A tiny fishing village when wave-craving Canadian and Swiss windsurfers started showing up more than a dozen years ago, Cabarete has quickly matriculated from backpacker's crash pad to a thriving, polyglot adrenaline-sports colony. A few Cabarete outfitters have turned their backs on the ocean to focus on the region's river-threaded valleys, limestone caves, misting waterfalls, and twin cordilleras (10,414-foot Pico Duarte, 100 miles southwest of Cabarete, is the highest peak in the Caribbean). Upstate New York native Tricia Suriel is foremost among these inland guides. With her seven-year-old company, Iguana Mama, she's scouted hundreds of miles of bike routes, on everything from paved roads to goat paths to highly technical singletrack across waist-deep rivers. If you bring your own bike—or rent one of Iguana Mama's new XT-equipped Specialized RockHoppers and ride guideless—it's still smart to sign on for a ride or two to get oriented.

One standout trail, the cryptic-sounding Rocky MF, is a remote, seven-mile experts-only ride that climbs up and then careens down jagged, rock-mined singletrack, all beneath the dense shade of mango and avocado trees in El Choco National Park, one of the country's newest, just outside Cabarete. But most day rides from Cabarete are less technical, rambling forays into the Cordillera Septentrional. As you pedal, the ubiquitous concrete-block shops selling Coke and lottery tickets thin out. Soon you're passing pink-and-green-painted wooden shacks and hibiscus bushes draped with wet laundry. Uniformed schoolkids rush out to try for rolling high fives; farther outside town, they just stare shyly. Trading dirt road for rutted cow path, you navigate between leafy "living fences"—piñon stakes revivified in the fertile soil. Above shoulder-deep pasture grass, egrets flash white, tending humpbacked Brahman bulls.

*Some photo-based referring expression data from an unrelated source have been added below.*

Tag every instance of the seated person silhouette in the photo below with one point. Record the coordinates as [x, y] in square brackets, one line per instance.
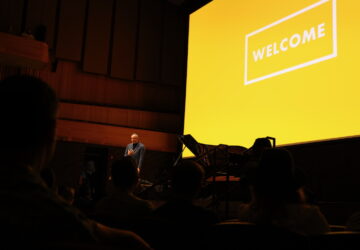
[277, 197]
[186, 183]
[187, 221]
[29, 210]
[122, 205]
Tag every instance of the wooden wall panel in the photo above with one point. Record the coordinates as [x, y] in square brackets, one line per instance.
[124, 39]
[149, 44]
[98, 35]
[76, 86]
[11, 12]
[174, 53]
[71, 29]
[114, 136]
[42, 12]
[165, 122]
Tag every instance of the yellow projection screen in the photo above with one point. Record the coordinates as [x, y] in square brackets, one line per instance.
[288, 69]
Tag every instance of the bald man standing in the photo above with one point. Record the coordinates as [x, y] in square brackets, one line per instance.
[136, 150]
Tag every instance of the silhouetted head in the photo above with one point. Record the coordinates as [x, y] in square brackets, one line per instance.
[275, 175]
[187, 178]
[124, 173]
[28, 119]
[134, 138]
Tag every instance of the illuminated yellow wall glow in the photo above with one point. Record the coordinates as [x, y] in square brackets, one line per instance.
[318, 101]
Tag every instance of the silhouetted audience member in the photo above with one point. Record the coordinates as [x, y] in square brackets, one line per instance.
[67, 193]
[277, 197]
[30, 212]
[250, 161]
[48, 176]
[122, 205]
[186, 183]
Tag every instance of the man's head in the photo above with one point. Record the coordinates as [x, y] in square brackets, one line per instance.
[134, 138]
[28, 110]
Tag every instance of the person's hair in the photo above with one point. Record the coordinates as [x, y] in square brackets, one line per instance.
[28, 108]
[187, 177]
[124, 173]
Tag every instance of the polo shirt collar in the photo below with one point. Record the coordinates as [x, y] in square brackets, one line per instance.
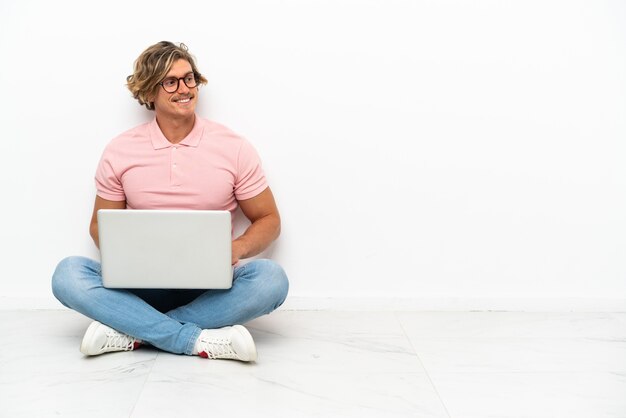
[159, 141]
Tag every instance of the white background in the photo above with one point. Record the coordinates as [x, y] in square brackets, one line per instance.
[424, 154]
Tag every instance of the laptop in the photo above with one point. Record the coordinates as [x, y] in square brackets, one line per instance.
[165, 249]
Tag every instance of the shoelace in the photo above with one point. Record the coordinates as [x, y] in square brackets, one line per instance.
[118, 341]
[216, 349]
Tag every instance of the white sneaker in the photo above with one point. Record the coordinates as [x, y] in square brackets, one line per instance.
[101, 339]
[234, 343]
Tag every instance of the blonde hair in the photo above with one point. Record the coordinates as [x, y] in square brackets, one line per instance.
[151, 68]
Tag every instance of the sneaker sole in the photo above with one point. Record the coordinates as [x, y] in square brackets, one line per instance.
[88, 336]
[248, 341]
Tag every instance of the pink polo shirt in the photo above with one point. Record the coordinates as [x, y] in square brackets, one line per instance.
[210, 169]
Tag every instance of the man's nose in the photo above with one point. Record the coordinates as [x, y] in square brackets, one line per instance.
[182, 87]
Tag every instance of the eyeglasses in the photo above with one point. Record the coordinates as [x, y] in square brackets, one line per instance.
[171, 84]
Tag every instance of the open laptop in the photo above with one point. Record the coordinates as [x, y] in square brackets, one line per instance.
[165, 249]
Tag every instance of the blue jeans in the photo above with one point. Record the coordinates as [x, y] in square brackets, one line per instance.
[168, 319]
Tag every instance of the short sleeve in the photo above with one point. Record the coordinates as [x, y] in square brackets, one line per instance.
[250, 179]
[108, 184]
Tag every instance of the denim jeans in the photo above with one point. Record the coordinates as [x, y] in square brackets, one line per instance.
[170, 319]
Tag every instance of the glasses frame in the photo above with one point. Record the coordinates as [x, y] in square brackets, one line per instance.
[196, 76]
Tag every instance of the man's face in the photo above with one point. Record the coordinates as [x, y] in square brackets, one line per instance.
[181, 103]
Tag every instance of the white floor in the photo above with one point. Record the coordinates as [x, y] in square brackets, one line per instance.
[330, 364]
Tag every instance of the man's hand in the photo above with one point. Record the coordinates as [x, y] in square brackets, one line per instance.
[237, 252]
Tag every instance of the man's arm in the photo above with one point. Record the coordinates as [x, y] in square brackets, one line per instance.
[261, 210]
[101, 203]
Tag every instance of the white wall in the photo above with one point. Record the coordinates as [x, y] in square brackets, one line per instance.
[425, 154]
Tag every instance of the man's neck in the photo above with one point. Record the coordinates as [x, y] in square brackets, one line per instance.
[175, 130]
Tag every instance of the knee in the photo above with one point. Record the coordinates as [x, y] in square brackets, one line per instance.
[66, 275]
[274, 281]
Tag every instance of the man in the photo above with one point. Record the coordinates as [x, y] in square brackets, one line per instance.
[178, 161]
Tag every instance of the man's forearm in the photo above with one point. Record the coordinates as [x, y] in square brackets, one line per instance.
[259, 235]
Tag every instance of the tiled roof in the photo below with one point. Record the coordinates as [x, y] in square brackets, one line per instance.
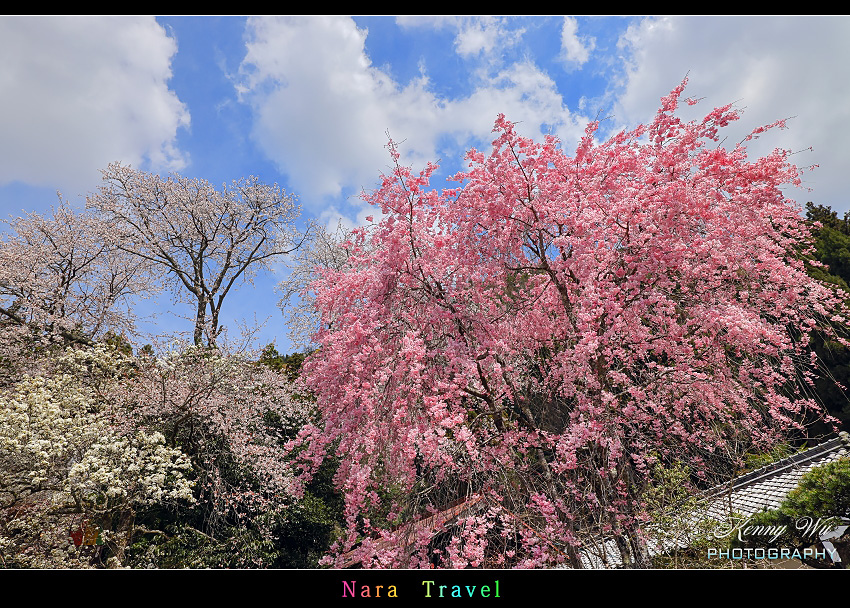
[759, 490]
[767, 487]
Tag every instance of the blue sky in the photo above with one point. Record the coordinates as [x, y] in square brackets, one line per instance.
[307, 101]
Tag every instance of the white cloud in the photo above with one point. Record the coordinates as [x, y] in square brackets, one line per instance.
[322, 109]
[775, 67]
[78, 92]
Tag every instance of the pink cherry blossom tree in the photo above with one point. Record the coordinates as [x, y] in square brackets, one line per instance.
[532, 342]
[203, 239]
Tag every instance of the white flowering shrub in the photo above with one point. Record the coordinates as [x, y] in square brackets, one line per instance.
[63, 459]
[120, 471]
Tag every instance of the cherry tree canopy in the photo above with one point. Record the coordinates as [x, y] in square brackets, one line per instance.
[543, 334]
[207, 239]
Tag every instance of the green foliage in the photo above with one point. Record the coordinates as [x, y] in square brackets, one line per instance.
[832, 247]
[287, 364]
[817, 504]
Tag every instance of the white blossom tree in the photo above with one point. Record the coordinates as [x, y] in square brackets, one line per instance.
[64, 276]
[204, 239]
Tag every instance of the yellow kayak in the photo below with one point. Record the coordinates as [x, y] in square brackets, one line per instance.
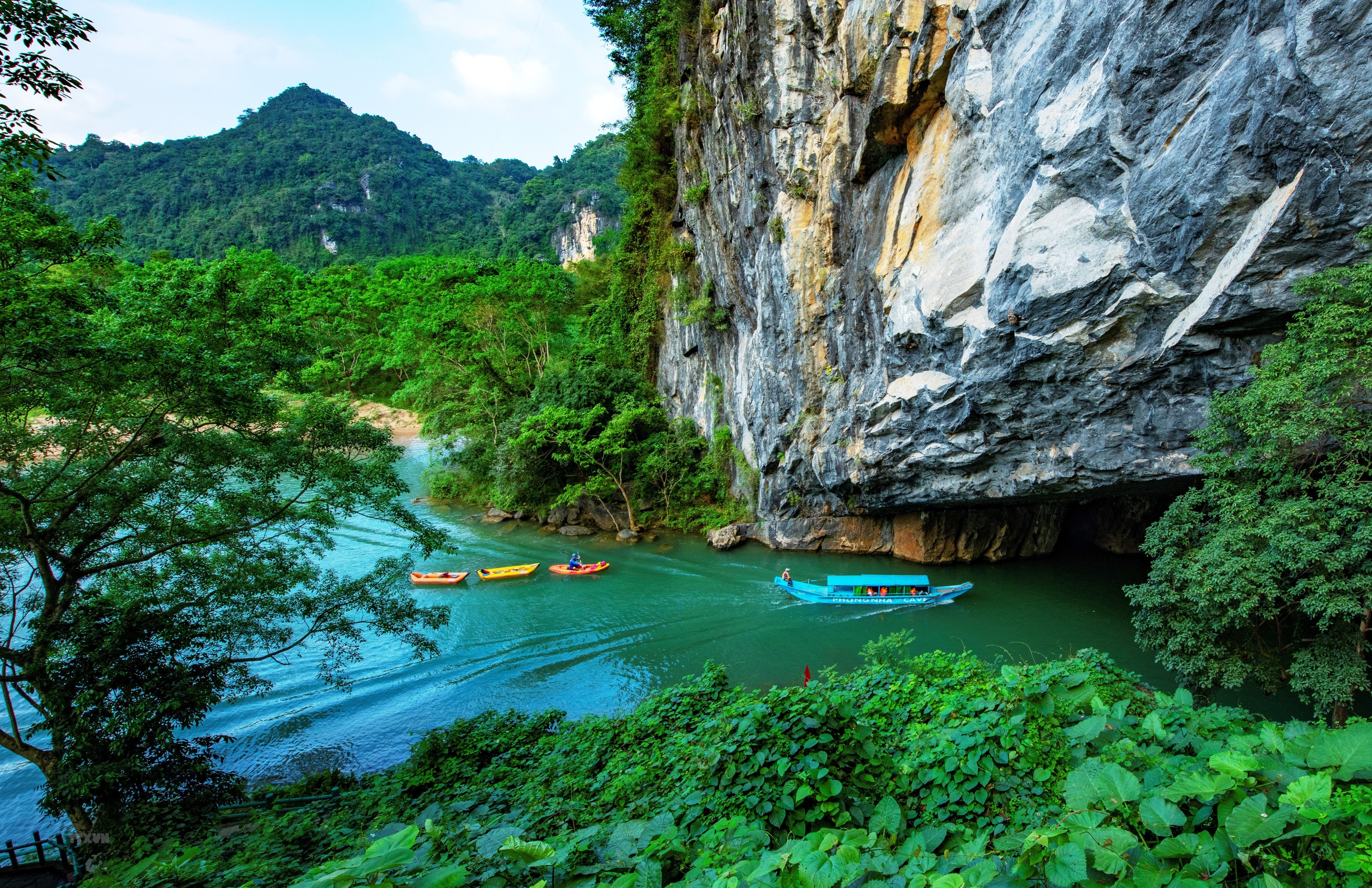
[501, 573]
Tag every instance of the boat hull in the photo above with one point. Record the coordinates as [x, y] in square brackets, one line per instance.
[437, 580]
[505, 573]
[578, 571]
[821, 595]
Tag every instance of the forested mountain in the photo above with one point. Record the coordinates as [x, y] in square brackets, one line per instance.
[319, 184]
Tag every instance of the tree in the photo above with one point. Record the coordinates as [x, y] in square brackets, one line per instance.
[44, 25]
[162, 513]
[673, 462]
[1264, 571]
[481, 337]
[607, 449]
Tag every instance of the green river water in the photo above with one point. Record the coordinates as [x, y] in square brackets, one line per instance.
[602, 643]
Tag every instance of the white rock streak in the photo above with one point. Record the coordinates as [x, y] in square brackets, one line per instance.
[1233, 263]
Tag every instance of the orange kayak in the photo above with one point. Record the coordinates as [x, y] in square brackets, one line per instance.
[585, 569]
[437, 580]
[501, 573]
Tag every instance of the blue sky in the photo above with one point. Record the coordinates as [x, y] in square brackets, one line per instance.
[497, 79]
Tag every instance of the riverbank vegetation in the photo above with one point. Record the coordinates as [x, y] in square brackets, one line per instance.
[162, 514]
[913, 772]
[1264, 573]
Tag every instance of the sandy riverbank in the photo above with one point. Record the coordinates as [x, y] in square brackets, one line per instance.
[403, 423]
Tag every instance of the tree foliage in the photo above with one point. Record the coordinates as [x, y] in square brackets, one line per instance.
[1264, 571]
[928, 772]
[162, 513]
[304, 172]
[36, 25]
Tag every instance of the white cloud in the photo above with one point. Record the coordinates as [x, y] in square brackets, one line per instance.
[193, 49]
[149, 75]
[136, 136]
[401, 84]
[508, 23]
[604, 108]
[493, 78]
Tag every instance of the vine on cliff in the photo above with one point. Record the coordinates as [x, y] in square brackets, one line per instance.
[643, 38]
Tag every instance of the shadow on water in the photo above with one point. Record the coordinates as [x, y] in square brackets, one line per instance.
[602, 643]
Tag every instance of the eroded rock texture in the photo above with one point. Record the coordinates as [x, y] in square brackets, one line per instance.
[574, 242]
[1002, 253]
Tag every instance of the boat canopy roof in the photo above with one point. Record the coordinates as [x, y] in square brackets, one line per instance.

Slowly absorbing the way life is lived here is what can make riding in the DR so eye-opening. Curious locals seem willing to entertain the rustiest of Spanish-language overtures. Up for some real immersion? Join one of Iguana Mama's multiday trips (they'll design custom itineraries, or you can book ahead for one of their five-day expeditions). During an overnight to Armando Bermudez National Park, near the base of Pico Duarte, my small group enjoyed a vegetarian coconut-milk stew with the park ranger's family, and then sneaked our sleeping bags inside park headquarters to escape a nocturnal downpour.
All this is not to say you should sacrifice the island's more traditional Caribbean seductions for mountain biking: They are best enjoyed hand-in-hand, as exemplified by a triumphant return to the beach at Cabarete after a good hard ride. Late afternoons, you can try out everything from Hobie Cats to sea kayaks to kiteboards. Or my personal favorite, a nice long bodysurfing session and a face-in-the-sand nap.

Access + Resources

GETTING THERE: American Airlines (800-433-7300) flies round-trip to Puerto Plata for about $460 from New York, $360 from Miami. An $18 taxi ride gets you from the airport to Cabarete.

OUTFITTERS: Mountain-bike day trips with Iguana Mama (800-849-4720; run $40 to $85 per person. The five-day Dominican Alps inn-to-inn trip costs $950 per person, including guides, equipment, hotel lodging, and meals; customized biking and camping trips are also available. Bikes rent for $30 per day.

WHERE TO STAY: The newly renovated Cabarete Palm Beach Condos (809-571-0758) are spacious and homey, with great beachfront balconies. Two-bedroom condos cost $60 to $160 a night, depending on season and occupancy; studios go for $40 to $70. The 60-unit Windsurf Resort (809-571-0718) charges $74 for a one-bedroom poolside apartment.